Not for territory. Because the man was abusing his wife.

That detail sticks. DeSantis doesn't operate like a traditional mobster.

He doesn't tolerate mess. Or hypocrisy. Or men who mistake power for entitlement.

Which makes one thing very clear. If he's here, this isn't about money.

I listen as Damiano relays their movements, instruct him to continue surveillance, and end the call.

I look at Gabe. He's already piecing it together.

"This isn't a turf war," he concludes.

"No," I agree. "It's a convergence."

Conti brings infrastructure. DeSantis brings execution. Together, they don't destabilize cities; they surgically remove what doesn't belong. I look back at the compound on the screen. At the layers of security. At the careful arrogance of it. Then I think about what isn't happening.

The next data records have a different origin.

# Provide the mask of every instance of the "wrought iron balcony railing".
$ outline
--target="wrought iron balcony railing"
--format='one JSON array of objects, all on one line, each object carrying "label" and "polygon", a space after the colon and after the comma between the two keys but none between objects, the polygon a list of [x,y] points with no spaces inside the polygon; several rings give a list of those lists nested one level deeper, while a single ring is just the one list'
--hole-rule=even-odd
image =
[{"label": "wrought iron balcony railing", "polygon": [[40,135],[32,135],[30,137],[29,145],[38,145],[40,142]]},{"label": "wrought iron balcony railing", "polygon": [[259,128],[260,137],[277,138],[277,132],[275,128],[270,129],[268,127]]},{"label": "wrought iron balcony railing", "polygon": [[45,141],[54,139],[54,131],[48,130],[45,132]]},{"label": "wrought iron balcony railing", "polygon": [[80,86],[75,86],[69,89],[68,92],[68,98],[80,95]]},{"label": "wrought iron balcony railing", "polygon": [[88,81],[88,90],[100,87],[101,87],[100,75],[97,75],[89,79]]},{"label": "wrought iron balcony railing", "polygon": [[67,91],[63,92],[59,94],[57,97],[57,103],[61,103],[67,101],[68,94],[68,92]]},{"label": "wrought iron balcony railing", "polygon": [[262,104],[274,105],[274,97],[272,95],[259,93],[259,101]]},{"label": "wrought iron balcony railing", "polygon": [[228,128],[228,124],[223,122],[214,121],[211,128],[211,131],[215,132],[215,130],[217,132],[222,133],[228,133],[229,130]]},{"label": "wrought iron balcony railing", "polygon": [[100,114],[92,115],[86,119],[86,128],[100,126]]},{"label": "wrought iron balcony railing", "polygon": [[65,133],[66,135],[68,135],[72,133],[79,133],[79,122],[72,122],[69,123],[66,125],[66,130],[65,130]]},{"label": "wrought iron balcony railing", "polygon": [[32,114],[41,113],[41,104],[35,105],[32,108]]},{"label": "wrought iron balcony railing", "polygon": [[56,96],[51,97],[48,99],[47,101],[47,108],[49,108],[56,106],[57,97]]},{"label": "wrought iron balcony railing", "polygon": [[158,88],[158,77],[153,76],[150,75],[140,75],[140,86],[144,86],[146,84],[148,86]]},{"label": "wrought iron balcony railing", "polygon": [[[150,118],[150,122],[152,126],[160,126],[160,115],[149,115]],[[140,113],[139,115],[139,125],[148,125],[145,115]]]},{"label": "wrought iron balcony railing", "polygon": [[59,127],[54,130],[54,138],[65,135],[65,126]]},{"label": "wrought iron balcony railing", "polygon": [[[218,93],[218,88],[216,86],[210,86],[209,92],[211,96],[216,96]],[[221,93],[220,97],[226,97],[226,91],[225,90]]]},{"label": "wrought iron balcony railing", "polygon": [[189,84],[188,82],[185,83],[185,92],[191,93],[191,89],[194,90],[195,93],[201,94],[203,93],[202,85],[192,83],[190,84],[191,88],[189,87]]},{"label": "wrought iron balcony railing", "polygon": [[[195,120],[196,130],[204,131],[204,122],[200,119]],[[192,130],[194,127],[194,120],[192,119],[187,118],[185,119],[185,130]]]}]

Valverde didn't send anyone to the airport. No welcoming committee. No armored convoy. No public show of alliance. Conti and DeSantis landed quietly and disappeared into the city like men who weren't expected or wanted. And they're not staying anywhere that matters.

Second-rate hotel. Mid-tier security. The kind of place you choose when you don't want to be seen, and you don't want anyone mistaking you for a guest. That's not hospitality. That's distance.

Valverde keeps allies close. Enemies closer. But outsiders? He makes a point of reminding them whose ground they're standing on. He didn't do that this time.

Which tells me two things.

First: Conti and DeSantis didn't come at his invitation.

Second: Valverde knows they're here.

But he doesn't want them under his roof.

I don't say it out loud yet. I don't need to. Gabe's eyes narrow in the same direction my thoughts are going. I sit back, steepling my fingers, watching the power cycle blink again on the screen. Ninety seconds. Like a heartbeat.

"If they were negotiating," I continue, "they'd be housed like kings. If they were partners, Valverde would be showing them off."

"And if they were targets," Gabe finishes, "they'd stay invisible."

I nod once. That explains the hotel. The silence.

The separation. Conti doesn't put himself in a position where he can be controlled.

DeSantis doesn't sleep under the same roof as the man he might have to kill.

Which means Valverde isn't just holding my son, he's pissed off a lot of other people.

I glance back at the compound on the screen.

At the power cycle. At the unseen door we haven't located yet.

"So," Gabe states carefully, "they're not here for you."

"No," I reply. "But we're about to be in each other's way."

And that makes this dangerous. Because men like Conti and DeSantis don't go to war unless someone makes a mistake large enough to attract predators.

I intend to make sure that mistake isn't mine.

I don't like sharing a battlefield. But if Conti and DeSantis think they walked into Caracas to run the board, they're about to learn whose game this actually is.